In the back of my mind the wheels are a churin' and the gears are a grinidin', and I'm pondering over what this runnergirl is going to start training for next. It's a small quiet hum right now, but it'll be get gettin' louder and soon I won't be able to ingore it any more.

Wednesday, October 18, 2006

Chicago Marathoners...

GOOD LUCK this weekend!

And don't forget you rock! You have worked so hard training all season and I know that you are all going to do awesome. So go out there and kick some Chicago Marathon butt.

I wish I could be there with you, but I'll be cheering each of you on from here. I can't wait to read all of the race reports!

Wednesday, October 4, 2006

Boo Yah!

3.5 miles before a mild ankle twinge got me to stop.

I rock.

Seeking Advise

Calling all runners...

This means EVERYONE, even you lurkers out there.

I need some help.

My ankle IS going to get better.

(please, oh please let it be soon!)

And when that happens I'm going to need a race in mind. I'm thinking that I want to do another half marathon in the spring/early summer 2007, because even if the ankle takes the whole 6 months to recover, there will still be time to train for it.

So, come on guys.... show me some love and toss me some ideas.

Tuesday, October 3, 2006

The Beginning

2.15 miles.

No ankle pain.

Woo Hoo!

(And please... don't anyone ask why I stopped after only 2.15 miles if my ankle wasn't hurting! Because then I'd have to admit that I stopped because I was tired and mentally I'm just not ready to go there.)

Monday, October 2, 2006

The New Plan

The current status of the ankle is that I can run 2 - 3 miles before it kicks in. If I stop as soon as the pain starts, there is no residual effect. But, I am unable to run farther than that no matter how much I might want to.

I was hoping by now to have some idea of when I could start really training again! I've been wanting to pick a race and get back in the game.

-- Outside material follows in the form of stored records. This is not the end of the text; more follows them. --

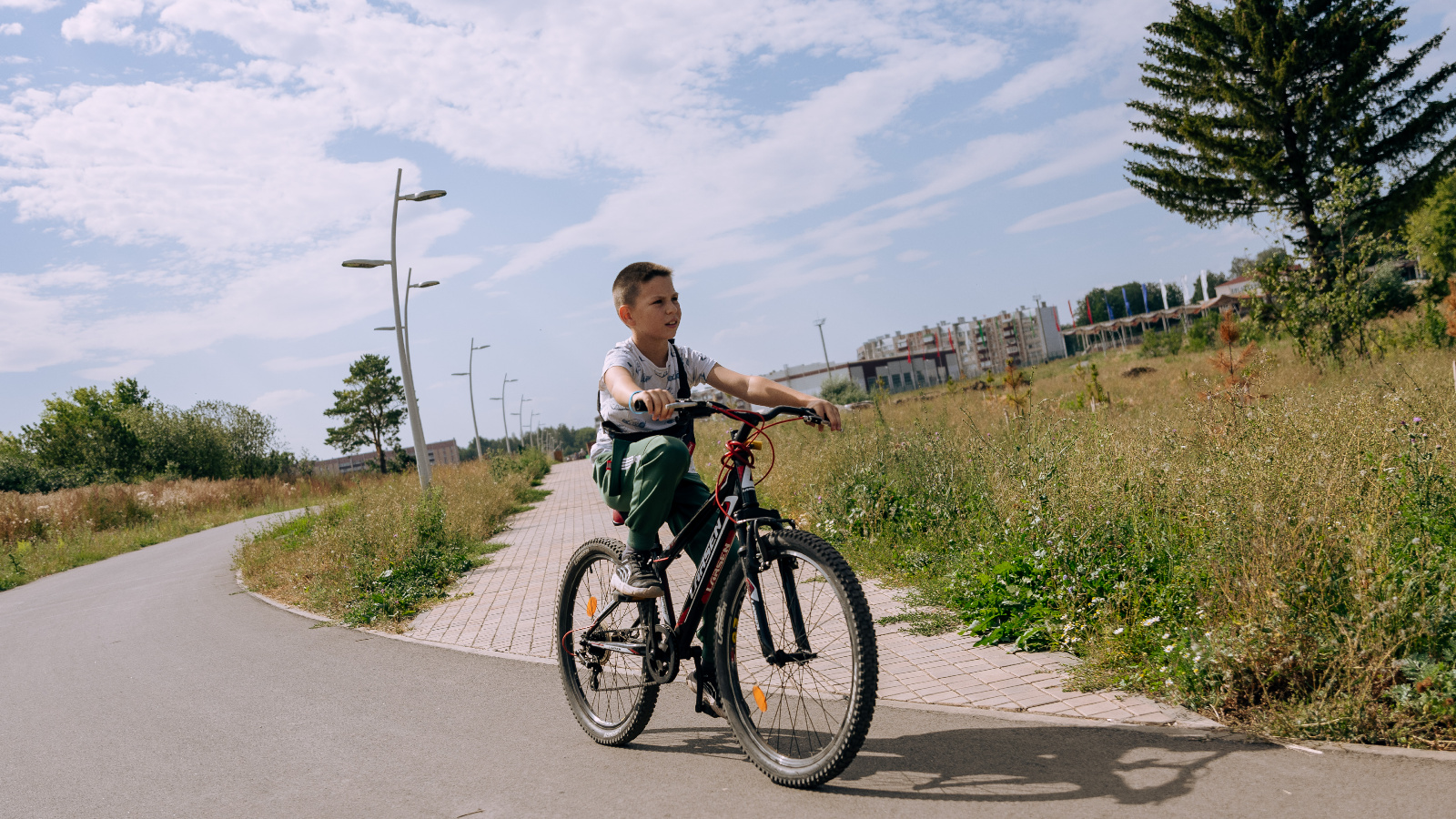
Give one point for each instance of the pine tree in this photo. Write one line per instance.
(371, 407)
(1259, 101)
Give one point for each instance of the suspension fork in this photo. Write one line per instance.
(750, 559)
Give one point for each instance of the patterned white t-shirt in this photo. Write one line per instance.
(648, 376)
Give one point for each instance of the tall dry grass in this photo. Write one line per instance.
(43, 533)
(1274, 545)
(383, 551)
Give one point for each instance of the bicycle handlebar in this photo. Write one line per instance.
(703, 409)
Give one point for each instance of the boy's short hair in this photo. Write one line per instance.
(631, 280)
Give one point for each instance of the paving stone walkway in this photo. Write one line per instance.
(507, 608)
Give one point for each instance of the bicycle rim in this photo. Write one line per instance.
(803, 722)
(612, 702)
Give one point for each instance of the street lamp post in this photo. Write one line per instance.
(506, 424)
(470, 375)
(417, 429)
(408, 288)
(521, 428)
(824, 347)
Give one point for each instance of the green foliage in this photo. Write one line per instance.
(436, 559)
(1161, 343)
(1110, 303)
(1006, 603)
(1092, 392)
(531, 464)
(1387, 292)
(1431, 688)
(842, 390)
(1329, 303)
(1431, 238)
(371, 407)
(1259, 102)
(213, 439)
(120, 435)
(87, 431)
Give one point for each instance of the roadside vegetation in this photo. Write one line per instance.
(44, 533)
(123, 435)
(1238, 531)
(383, 551)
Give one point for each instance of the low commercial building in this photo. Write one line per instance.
(441, 453)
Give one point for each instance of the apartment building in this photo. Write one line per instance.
(961, 349)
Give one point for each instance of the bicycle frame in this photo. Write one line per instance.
(743, 521)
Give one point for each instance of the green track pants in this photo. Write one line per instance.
(654, 487)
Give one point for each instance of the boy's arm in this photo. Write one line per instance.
(621, 385)
(764, 392)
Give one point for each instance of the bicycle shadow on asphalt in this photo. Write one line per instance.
(1002, 763)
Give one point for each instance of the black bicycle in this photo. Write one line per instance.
(795, 652)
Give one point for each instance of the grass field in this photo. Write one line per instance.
(1235, 531)
(382, 552)
(44, 533)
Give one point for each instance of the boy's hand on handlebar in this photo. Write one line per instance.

I realize I'm being overly anxious and extremely impatient, as the doctor said 3 - 6 months recovery, and it's been a little over 2....

but I can't help it!

I'm anxious to get back to running again. But, at the same time I am busy. So, without a training schedule to follow, I haven't been doing much of anything. I have decided that I need some extra motivation to get me moving again. So I have given myself a new goal, and a new plan.

So far this year I have ran just under 350 miles.

The goal...

By 11:59 PM on December 31, 2006, I want to have made it 500 miles.

The plan...

If I divide it out evenly it works out to be 11.5 miles a week. I think that is manageable, and if I struggle a little on the front end, I'm hoping the ankle will be better healed in the later weeks and I can make it up.

I'm also going to FINALLY get myself that new pair of shoes in the next week or two.

So, wish me luck. Call me names. Give me a guilt trip. Bribe me. Resort to blackmail. Whatever it takes to help push along on my new path!